Buradaki yanlışlık, HSYK’nın, Yargıtay işlevi görmeye kalkışmasından kaynaklanıyor.
Yerel mahkemelerin verdikleri kararlar, normalde itiraz üzerine Yargıtay’a gelir.
“Hukuk ihlali” varsa, Yargıtay inceler ve bir karar verir.
Ama HSYK’nın son uygulamalarında, Ali Suat beyin de dün itiraf ettiği üzere, “hukuk ihlali”ni tesbit işlevinde, HSYK da görev üstlenmiş durumda..
“Hukuk ihlali var” diyor, kabul edilmiş iddianame sebebi ile savcıyı meslekten ihraç ediyor.
“Hukuk ihlali var” diyor, Erzurum savcılarının özel yetkilerini geri alıyor.
İyi de, hukuk ihlali varsa, onun denetim mekanizması belli.
Yargıtay bakacak o işe..
Hayır. Arada bir de HSYKda bakabilirmiş!
Böyle diyor. HSYK’nın son üyeleri.
Ve, Erzurum savcılarının özel yetkilerini, skandal bir kararla, böyle kaldırıyorlar.. Arkasından görevlendirdikleri savcılar da, işlemleri kaldığı yerden sürdürünce, şaşırıp kalıyorlar.

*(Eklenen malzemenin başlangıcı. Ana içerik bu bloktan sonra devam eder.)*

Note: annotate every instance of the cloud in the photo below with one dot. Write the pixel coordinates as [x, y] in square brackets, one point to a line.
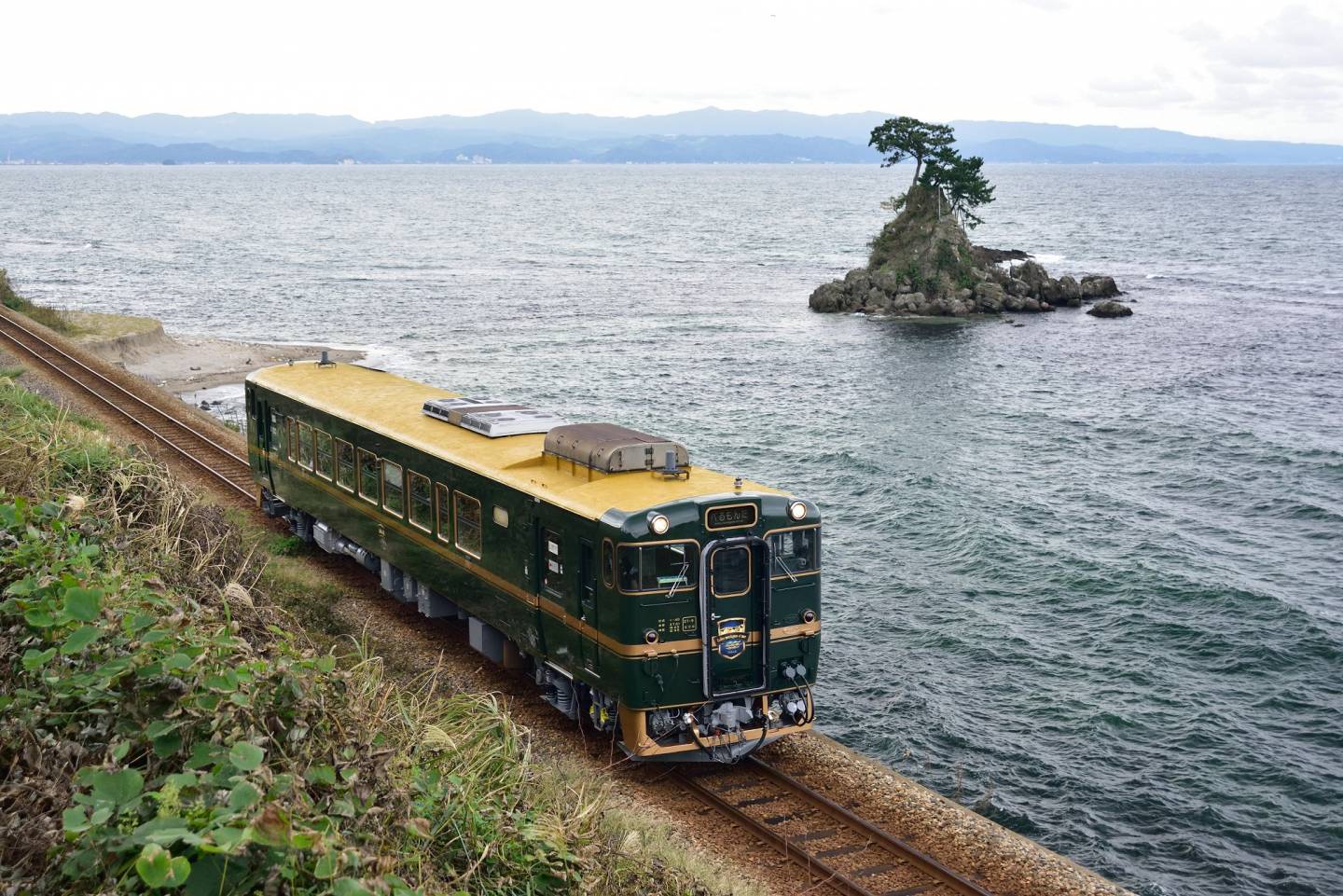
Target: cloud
[1290, 64]
[1146, 91]
[1295, 39]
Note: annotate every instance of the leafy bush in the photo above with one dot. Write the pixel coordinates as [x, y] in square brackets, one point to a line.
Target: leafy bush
[48, 317]
[165, 727]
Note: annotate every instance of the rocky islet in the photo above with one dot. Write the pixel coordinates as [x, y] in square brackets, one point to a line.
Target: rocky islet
[923, 265]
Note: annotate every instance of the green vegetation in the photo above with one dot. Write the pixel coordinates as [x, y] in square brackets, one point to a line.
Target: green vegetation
[937, 165]
[48, 317]
[906, 137]
[165, 725]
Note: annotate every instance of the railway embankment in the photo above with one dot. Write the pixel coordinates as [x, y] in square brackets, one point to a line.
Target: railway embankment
[173, 362]
[167, 724]
[646, 819]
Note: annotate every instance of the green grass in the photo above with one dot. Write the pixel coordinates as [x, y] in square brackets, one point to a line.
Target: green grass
[50, 317]
[174, 727]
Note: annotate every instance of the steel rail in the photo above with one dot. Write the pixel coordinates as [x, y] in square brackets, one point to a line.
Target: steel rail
[796, 848]
[105, 390]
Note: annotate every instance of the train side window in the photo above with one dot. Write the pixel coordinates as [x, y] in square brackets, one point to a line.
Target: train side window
[657, 567]
[394, 488]
[552, 573]
[344, 465]
[368, 476]
[305, 447]
[422, 502]
[796, 551]
[443, 509]
[325, 459]
[466, 517]
[277, 432]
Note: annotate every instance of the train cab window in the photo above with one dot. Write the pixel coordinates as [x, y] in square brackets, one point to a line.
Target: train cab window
[344, 465]
[658, 567]
[422, 502]
[466, 515]
[305, 447]
[796, 551]
[277, 432]
[729, 572]
[394, 488]
[369, 473]
[443, 511]
[325, 459]
[552, 573]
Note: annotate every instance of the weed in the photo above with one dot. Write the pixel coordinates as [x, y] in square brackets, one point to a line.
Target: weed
[173, 727]
[50, 317]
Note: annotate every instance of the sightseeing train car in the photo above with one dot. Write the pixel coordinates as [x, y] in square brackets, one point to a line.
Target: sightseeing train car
[673, 606]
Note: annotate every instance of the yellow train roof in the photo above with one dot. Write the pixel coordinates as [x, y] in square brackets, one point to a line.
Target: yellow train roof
[393, 406]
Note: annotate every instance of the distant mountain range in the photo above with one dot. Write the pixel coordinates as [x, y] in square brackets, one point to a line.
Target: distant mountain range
[533, 137]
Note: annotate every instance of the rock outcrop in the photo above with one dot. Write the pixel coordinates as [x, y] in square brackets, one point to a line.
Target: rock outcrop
[1110, 310]
[923, 264]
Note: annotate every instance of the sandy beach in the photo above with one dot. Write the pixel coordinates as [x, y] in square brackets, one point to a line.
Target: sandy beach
[185, 363]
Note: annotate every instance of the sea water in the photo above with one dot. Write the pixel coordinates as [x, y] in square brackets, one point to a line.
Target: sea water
[1083, 575]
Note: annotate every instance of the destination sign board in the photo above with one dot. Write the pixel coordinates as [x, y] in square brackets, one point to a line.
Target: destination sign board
[736, 516]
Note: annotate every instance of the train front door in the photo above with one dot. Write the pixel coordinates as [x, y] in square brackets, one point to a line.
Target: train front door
[735, 612]
[262, 438]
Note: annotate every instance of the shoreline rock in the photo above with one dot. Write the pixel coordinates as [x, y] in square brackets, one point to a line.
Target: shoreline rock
[923, 265]
[1110, 310]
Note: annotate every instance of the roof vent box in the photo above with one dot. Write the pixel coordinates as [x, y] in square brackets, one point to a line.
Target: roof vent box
[493, 418]
[613, 448]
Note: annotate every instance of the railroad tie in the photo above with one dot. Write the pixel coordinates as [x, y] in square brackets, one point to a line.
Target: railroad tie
[909, 890]
[757, 801]
[842, 850]
[875, 869]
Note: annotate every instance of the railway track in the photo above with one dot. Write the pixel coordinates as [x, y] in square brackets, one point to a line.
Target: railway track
[177, 434]
[834, 848]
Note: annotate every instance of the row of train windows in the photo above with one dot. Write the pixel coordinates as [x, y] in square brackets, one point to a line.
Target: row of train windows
[674, 566]
[403, 493]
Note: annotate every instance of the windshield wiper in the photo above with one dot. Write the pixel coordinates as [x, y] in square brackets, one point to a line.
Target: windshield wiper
[680, 578]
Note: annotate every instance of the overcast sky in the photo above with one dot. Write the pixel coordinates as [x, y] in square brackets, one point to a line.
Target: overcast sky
[1270, 70]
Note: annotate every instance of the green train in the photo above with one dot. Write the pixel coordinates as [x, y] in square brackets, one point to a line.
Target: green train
[673, 606]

Onların da özel yetkilerini geri alacaklar ama.. İtibar kaybeden, kendileri..
O zaman suskun kalıyorlar. Konuyu geçiştiriyorlar.
Ama şunun şurasında 12 gün kaldı.
Halk da olaya el koyacak. “Hukuk ihlali var” deyip, evet oyu kullanacak.
İşte o zaman göreceğiz, durumdan vazife çıkartmak mümkün müymüş? Yürüyen davalardaki hakim ve savcıları keyfi olarak değiştirme isteği, doğru muymuş?